The contained increase in US inflation during April and a fierce appetite for developed country sovereign bonds from Japanese buyers have eased US real rates and restored colour to the growth/quality style. The prospect of a European reopening has allowed cyclical positions to continue to rise with hopes of a return to pre-covid 19 living conditions. The European Commission, for example, expects to reach at least 70% of the adult population of the 27 by July. So is the first trimester taper tantrum finally over?

Like the Omaha sage, W. Buffett, we believe that the structural elements of inflation should not be underestimated. The US economy has probably already returned to pre-covid GDP levels by Q1-2021, the UK should reach it by Q4-2021 and the Eurozone by Q1-2022. The Eurozone composite PMI is expected to exceed 60 as early as this summer.
For the month of May 2021, we therefore maintained portfolios oriented towards cyclicality, reduction of equity-duration and the search for convexity via at-the-money profiles. In particular, the month of April was dedicated to strategies to replace convertibles with excessive equity profile or convertibles being just too expensive with more convex option structures, which are better able to protect capital if volatility returns in May. At the same time, we continued to implement some value positions, and locally accepted to go to more degraded credit qualities when we were comfortable with the credit analysis of the issuer.
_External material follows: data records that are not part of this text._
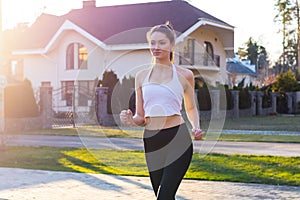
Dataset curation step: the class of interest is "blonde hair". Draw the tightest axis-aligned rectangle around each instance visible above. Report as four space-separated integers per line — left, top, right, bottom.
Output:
147 21 176 62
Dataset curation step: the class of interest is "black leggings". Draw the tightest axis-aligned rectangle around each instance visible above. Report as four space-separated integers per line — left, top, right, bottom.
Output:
143 124 193 200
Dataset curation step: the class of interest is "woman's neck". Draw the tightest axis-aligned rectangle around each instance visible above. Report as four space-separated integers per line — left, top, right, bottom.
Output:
154 59 172 67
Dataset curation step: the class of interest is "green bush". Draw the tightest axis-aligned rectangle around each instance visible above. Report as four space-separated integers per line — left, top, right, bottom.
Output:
272 70 300 92
239 89 251 109
4 82 39 118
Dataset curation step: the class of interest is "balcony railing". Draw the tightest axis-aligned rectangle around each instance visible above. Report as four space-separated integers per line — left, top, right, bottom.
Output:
179 53 220 67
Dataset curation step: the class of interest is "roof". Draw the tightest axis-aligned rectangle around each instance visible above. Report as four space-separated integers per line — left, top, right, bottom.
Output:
226 59 256 76
9 0 232 49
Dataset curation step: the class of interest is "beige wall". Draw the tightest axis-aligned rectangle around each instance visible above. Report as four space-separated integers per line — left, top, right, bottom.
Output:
24 27 228 88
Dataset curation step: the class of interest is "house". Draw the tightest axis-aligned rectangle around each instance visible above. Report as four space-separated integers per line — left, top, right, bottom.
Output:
226 56 257 88
4 0 234 112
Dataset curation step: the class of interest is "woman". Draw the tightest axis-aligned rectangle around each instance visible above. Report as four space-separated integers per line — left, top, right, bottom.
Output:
120 21 202 200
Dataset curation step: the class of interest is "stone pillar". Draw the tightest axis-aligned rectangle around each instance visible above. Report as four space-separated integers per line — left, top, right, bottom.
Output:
271 92 277 113
40 87 53 129
249 91 256 116
256 91 264 115
210 90 220 119
292 92 298 113
95 87 108 125
286 92 293 114
231 90 240 118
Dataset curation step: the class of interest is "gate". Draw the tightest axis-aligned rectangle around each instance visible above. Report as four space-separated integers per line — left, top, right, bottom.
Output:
52 85 97 128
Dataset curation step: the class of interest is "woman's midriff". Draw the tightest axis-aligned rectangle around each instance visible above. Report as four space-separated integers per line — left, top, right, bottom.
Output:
145 115 184 130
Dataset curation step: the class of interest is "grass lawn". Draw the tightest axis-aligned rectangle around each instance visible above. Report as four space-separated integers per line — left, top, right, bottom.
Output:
5 116 300 143
0 147 300 186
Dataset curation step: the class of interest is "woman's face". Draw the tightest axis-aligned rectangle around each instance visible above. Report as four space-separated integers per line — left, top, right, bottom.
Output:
150 31 173 60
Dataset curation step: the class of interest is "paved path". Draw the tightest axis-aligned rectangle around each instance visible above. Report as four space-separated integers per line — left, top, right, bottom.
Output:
0 135 300 200
0 168 300 200
3 135 300 157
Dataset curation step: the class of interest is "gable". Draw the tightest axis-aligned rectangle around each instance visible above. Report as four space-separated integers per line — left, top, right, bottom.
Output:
10 1 233 49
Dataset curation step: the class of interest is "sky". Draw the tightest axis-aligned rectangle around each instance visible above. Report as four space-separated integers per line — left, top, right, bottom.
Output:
2 0 282 61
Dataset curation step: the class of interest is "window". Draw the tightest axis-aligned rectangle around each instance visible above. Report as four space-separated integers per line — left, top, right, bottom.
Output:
78 81 95 106
61 81 74 106
78 44 88 69
179 38 195 65
66 43 74 70
204 41 214 66
41 81 51 87
66 43 88 70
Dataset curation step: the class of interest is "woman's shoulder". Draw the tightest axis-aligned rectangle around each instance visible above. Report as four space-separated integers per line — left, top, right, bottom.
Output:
135 67 151 84
176 66 194 79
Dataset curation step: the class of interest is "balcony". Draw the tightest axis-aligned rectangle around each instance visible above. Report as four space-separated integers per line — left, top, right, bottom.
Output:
179 53 220 71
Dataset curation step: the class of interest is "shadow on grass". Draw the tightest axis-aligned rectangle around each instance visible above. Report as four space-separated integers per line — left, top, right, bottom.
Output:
187 154 300 186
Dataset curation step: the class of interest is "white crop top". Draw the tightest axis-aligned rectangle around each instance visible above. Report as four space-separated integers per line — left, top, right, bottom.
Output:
142 65 184 117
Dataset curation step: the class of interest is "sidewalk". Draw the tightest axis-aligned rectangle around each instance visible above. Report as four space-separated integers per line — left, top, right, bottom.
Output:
0 168 300 200
0 135 300 200
3 135 300 157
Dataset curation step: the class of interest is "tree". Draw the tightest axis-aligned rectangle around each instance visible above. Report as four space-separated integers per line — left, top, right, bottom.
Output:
238 37 270 84
274 0 300 73
272 70 299 92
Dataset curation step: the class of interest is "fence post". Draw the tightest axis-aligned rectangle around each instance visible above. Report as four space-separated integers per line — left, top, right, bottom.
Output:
257 91 264 115
249 91 256 116
40 87 53 129
231 90 240 118
286 92 293 114
211 90 220 119
271 92 277 113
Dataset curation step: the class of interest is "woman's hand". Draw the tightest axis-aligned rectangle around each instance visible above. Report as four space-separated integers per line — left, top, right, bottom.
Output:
120 109 134 126
192 128 203 140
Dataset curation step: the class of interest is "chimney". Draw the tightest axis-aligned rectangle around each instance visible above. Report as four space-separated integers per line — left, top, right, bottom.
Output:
82 0 96 8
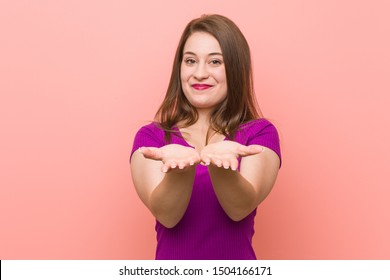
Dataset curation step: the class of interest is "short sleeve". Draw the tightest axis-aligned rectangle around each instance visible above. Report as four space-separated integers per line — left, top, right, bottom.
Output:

Despite exceptionally good results (Goldman Sachs estimates that never before has a reporting season seen so
many companies beat estimates by more than one standard deviation), many companies are suffering from the «travel and arrive» phenomenon. Excellent results are barely greeted by the stock market. Companies reporting results one standard  deviation above expectations outperformed the S&P by only 26bps. Conversely, the slightest disappointment leads to a significant correction. Thus, the penalty for companies reporting earnings one standard deviation below expectations is severe: -322bps of underperformance. With double-digit gains since the beginning of the year, we believe that developed equity markets have already incorporated a lot
of good news. Interestingly, there has not been a correction of more than 5% in the MSCI World since seven months (October 2020).